Hong Kong’s Chief Executive John Lee expressed significant worry Tuesday about escalating energy costs resulting from ongoing Middle Eastern conflicts involving the United States, Israel and Iran, warning that the Asian financial center will experience economic turbulence alongside the broader region.
During a Tuesday news briefing, Lee outlined government efforts to maintain steady energy access while improving public information sharing regarding supply chains and fuel pricing.
“There are, of course, risks because the conflict is creating disruption to the supply of oil,” Lee stated, noting that officials are actively working to reduce potential impacts and track price changes.
“The government has also been in touch with local airlines and also will be meeting fuel suppliers, petrol fuel suppliers, so as to ensure that they will know their social responsibility,” Lee explained.

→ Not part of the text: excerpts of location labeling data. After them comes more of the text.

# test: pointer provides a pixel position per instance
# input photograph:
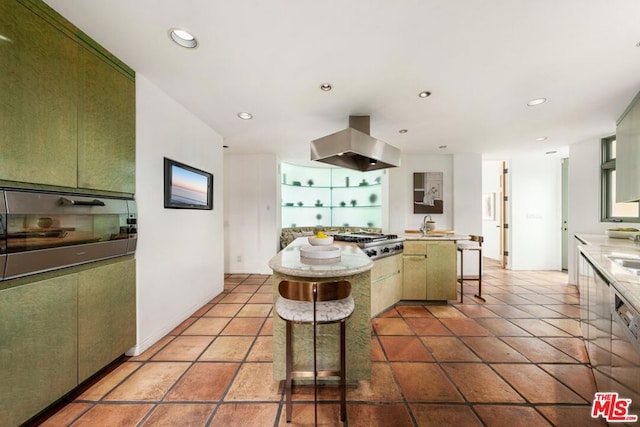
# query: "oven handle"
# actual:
(68, 202)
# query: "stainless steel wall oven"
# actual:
(42, 231)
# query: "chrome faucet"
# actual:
(424, 229)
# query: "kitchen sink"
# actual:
(631, 265)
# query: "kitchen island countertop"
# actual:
(598, 248)
(352, 261)
(434, 237)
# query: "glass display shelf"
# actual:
(322, 196)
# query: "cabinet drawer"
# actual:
(385, 267)
(415, 248)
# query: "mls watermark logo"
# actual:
(612, 408)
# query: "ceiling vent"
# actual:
(354, 148)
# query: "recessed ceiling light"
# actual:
(183, 38)
(536, 101)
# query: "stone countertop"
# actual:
(597, 248)
(352, 261)
(436, 237)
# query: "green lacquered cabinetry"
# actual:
(38, 105)
(38, 346)
(67, 108)
(59, 328)
(106, 315)
(429, 270)
(386, 283)
(106, 126)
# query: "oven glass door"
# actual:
(43, 221)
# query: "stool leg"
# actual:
(343, 372)
(479, 294)
(289, 368)
(461, 276)
(315, 377)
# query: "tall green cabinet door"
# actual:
(106, 315)
(38, 346)
(106, 126)
(38, 95)
(441, 271)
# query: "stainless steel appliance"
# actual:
(375, 245)
(42, 231)
(625, 349)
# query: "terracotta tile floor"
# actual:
(516, 360)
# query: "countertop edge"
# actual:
(597, 249)
(352, 261)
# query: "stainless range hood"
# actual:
(354, 148)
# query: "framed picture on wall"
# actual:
(489, 207)
(186, 187)
(427, 192)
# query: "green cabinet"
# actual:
(628, 153)
(38, 110)
(106, 315)
(38, 346)
(429, 270)
(386, 283)
(59, 328)
(67, 114)
(106, 126)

The ongoing Middle Eastern turmoil has created worldwide business uncertainty and pushed energy prices upward, particularly affecting aviation companies through increased jet fuel expenses and supply concerns. Many carriers have responded by implementing higher fuel surcharges while others have reduced flight schedules.
Hong Kong’s national airline, Cathay Pacific Airways, has continued its halt of all service between Hong Kong and both Dubai in the United Arab Emirates and Riyadh in Saudi Arabia through March 31.
Despite acknowledging these challenges, Lee suggested the Middle Eastern crisis “highlighted the strengths of Hong Kong” and could generate fresh business prospects for the Chinese territory.
“Investors and businesses looking for diversification at the same time looking for investment security will definitely look to Hong Kong,” he said.